Eighteen months ago, I completed my fifth book: a long novel set during World War II.

Ten years of work, three trips to Europe, and God knows how many afternoons of despair. During the last push to complete the book, I worked long days, often imprisoning myself in a desk chair for nine- to ten-hour stints with only a single break to walk to Albertsons Supermarket to stare dazzlingly at the produce for a while like a caveman before purchasing a chocolate doughnut and eating it mindlessly while I walked back to my desk. One November day I spent a whole afternoon reworking a three-sentence paragraph that had given me fits for years, wrestling with the following moment: a twelve year old blind girl sits with her father in a train station in Paris in June of 1940 as the German army enters the city.

I’d written, “Suitcases clanging in and out of what might be doorways and trunks slide across tiles and babies cry and little dogs yap and a conductor’s whistle blows and some kind of big machinery coughs to a start and then dies. Sweat prickles the top of Marie-Laure’s scalp she waits on the thin rim of whatever she’s sitting on and breathes and tries to calm her stomach, tries to gather the city in her imagination. Cars thronged on the avenues, a military ambulance keening past, hundreds of wet umbrellas pressed against the station gates.”

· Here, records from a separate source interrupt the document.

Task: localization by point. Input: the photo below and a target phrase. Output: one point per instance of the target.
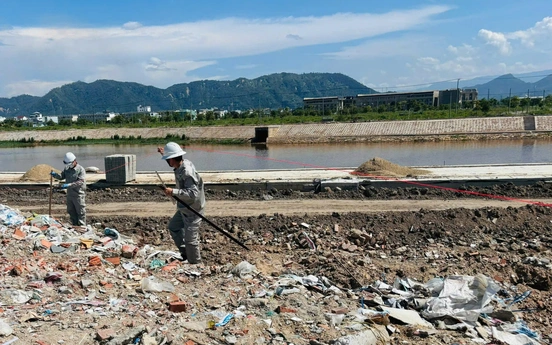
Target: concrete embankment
(326, 132)
(304, 179)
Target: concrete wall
(325, 130)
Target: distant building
(143, 109)
(430, 98)
(98, 117)
(54, 119)
(36, 117)
(328, 104)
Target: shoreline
(490, 128)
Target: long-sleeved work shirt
(189, 188)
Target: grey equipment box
(120, 169)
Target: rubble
(374, 280)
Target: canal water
(251, 157)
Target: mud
(354, 249)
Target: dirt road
(248, 208)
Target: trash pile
(65, 285)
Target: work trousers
(184, 230)
(76, 207)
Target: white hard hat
(69, 158)
(172, 150)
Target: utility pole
(509, 100)
(457, 95)
(528, 100)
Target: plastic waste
(9, 216)
(17, 296)
(225, 320)
(114, 234)
(335, 319)
(153, 284)
(244, 270)
(5, 328)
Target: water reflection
(259, 157)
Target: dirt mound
(380, 167)
(38, 173)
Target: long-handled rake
(163, 186)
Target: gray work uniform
(76, 192)
(184, 225)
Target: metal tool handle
(205, 219)
(164, 186)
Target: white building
(36, 117)
(143, 108)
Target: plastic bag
(153, 284)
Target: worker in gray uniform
(75, 183)
(184, 225)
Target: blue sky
(387, 45)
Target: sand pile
(380, 167)
(39, 173)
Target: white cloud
(33, 87)
(542, 31)
(407, 45)
(166, 54)
(428, 60)
(496, 39)
(132, 25)
(248, 66)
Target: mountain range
(499, 86)
(273, 91)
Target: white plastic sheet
(462, 297)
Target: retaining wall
(492, 125)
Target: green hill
(271, 91)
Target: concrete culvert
(380, 167)
(39, 173)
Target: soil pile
(380, 167)
(38, 173)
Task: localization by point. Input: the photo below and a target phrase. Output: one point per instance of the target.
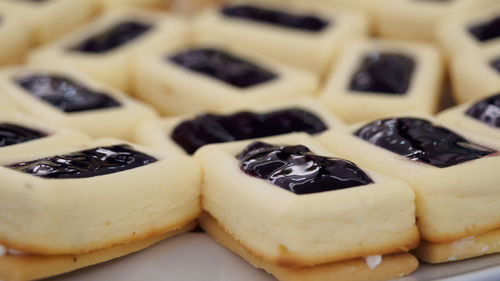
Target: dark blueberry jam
(64, 93)
(420, 140)
(487, 111)
(297, 169)
(113, 38)
(87, 163)
(383, 73)
(11, 134)
(487, 30)
(210, 128)
(309, 23)
(223, 66)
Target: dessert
(437, 163)
(480, 117)
(71, 99)
(373, 78)
(45, 17)
(76, 187)
(298, 204)
(205, 77)
(304, 36)
(187, 133)
(107, 47)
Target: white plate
(196, 257)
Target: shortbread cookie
(98, 193)
(204, 77)
(188, 133)
(15, 266)
(107, 47)
(46, 16)
(294, 208)
(480, 117)
(74, 100)
(304, 36)
(20, 135)
(452, 172)
(475, 76)
(471, 32)
(378, 77)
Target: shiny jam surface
(305, 22)
(11, 134)
(487, 111)
(487, 30)
(297, 169)
(87, 163)
(210, 128)
(64, 93)
(223, 66)
(420, 140)
(384, 73)
(113, 38)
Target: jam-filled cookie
(304, 36)
(373, 78)
(72, 99)
(288, 206)
(188, 133)
(49, 19)
(474, 31)
(475, 76)
(107, 47)
(90, 203)
(480, 117)
(206, 77)
(451, 172)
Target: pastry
(45, 16)
(78, 200)
(475, 76)
(69, 98)
(304, 36)
(291, 209)
(107, 47)
(480, 117)
(188, 133)
(373, 78)
(437, 163)
(205, 77)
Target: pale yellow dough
(117, 122)
(352, 106)
(77, 216)
(156, 133)
(314, 51)
(174, 90)
(452, 203)
(114, 67)
(305, 230)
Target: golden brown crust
(32, 267)
(392, 266)
(468, 247)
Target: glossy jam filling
(113, 38)
(223, 66)
(487, 111)
(210, 128)
(11, 134)
(297, 169)
(384, 73)
(87, 163)
(420, 140)
(305, 22)
(64, 93)
(487, 30)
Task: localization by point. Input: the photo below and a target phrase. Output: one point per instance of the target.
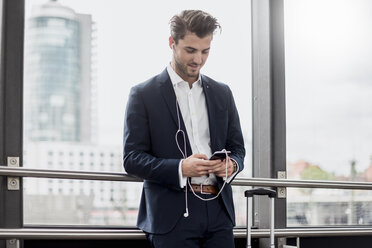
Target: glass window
(328, 94)
(81, 59)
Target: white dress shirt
(195, 116)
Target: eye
(190, 50)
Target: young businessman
(174, 122)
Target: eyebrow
(192, 48)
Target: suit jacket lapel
(169, 96)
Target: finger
(200, 156)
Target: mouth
(194, 66)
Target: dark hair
(194, 21)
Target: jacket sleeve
(137, 152)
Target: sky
(328, 76)
(329, 82)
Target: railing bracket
(282, 191)
(13, 182)
(12, 243)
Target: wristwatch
(234, 165)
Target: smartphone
(219, 155)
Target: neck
(189, 80)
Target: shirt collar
(176, 79)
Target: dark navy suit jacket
(151, 153)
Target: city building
(58, 76)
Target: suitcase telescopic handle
(260, 191)
(272, 195)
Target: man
(174, 122)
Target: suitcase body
(271, 194)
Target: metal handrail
(238, 181)
(75, 234)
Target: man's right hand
(197, 165)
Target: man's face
(189, 55)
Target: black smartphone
(219, 155)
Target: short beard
(181, 69)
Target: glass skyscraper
(59, 104)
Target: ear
(171, 42)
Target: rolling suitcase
(271, 194)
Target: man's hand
(198, 165)
(220, 168)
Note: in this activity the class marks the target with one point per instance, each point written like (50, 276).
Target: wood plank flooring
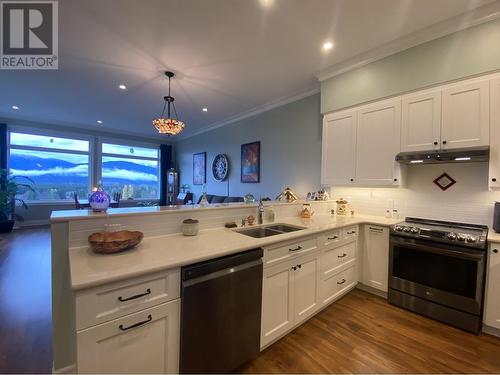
(362, 333)
(25, 305)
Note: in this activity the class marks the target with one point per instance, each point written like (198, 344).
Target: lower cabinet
(290, 294)
(492, 300)
(375, 257)
(143, 342)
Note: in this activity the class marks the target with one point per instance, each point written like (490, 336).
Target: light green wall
(469, 52)
(290, 139)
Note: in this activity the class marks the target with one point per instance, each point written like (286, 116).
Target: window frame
(95, 156)
(122, 142)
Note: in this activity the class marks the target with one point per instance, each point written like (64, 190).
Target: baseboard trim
(491, 330)
(65, 370)
(371, 290)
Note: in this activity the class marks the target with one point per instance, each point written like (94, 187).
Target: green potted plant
(10, 187)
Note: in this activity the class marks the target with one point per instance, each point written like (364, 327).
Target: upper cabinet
(339, 148)
(466, 116)
(494, 176)
(421, 121)
(360, 144)
(378, 142)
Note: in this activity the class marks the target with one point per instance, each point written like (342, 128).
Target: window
(132, 171)
(59, 167)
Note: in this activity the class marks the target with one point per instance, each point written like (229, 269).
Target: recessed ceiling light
(327, 46)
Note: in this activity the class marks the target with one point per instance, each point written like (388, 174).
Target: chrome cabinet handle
(121, 299)
(150, 318)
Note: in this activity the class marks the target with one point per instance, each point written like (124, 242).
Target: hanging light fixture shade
(168, 125)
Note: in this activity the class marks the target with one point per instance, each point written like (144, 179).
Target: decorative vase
(99, 200)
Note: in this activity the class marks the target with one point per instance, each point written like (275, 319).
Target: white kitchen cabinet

After months of looking at photographs, years of considering and reconsidering this character, I got to the point where I could see this scene quite clearly, hanging there on the screen of my imagination as majestically and menacingly as I once saw my black knight. The Germans were on the edge of the city but few Parisians had actually seen them yet. Some still refuse to believe the invasion was real, while others were already fleeing, and while still others wanted desperately to flee but could not because they had babies or jobs or elderly parents to care for or were disabled themselves.

But that November day, when I went back and reread the rubbish language I used to evoke that moment I didn’t particularly approve of any of it. Suitcases clang—do suitcases clang or do they rattle or bang or clatter or clunk? If I’m going to take my book seriously shouldn’t I search eBay for 1930s French suitcases by one German full of antique clothes, run to a train station, and see what sorts of sounds it makes. Also, were there even doorways and Austerlitz station in 1940? Was there tile on the floors? Did conductors carry whistles in 1940? Were they even called conductors? Maybe they were brakeman or stewards or coach attendants, or what if all the normal train employees had been sent to the front that day and what if this was an event that any proper and legitimate war historian would know immediately?

“Of course the infamous Parisian train employee draft of 1940…” What if I am the only fool who doesn’t know about this event because, let’s face it, I’m meaning a doughnut in a basement in Boise, Idaho, making this stuff up.

So, after an hour of tinkering I decided on the most prudent kind of revision: cut the whole first sentence.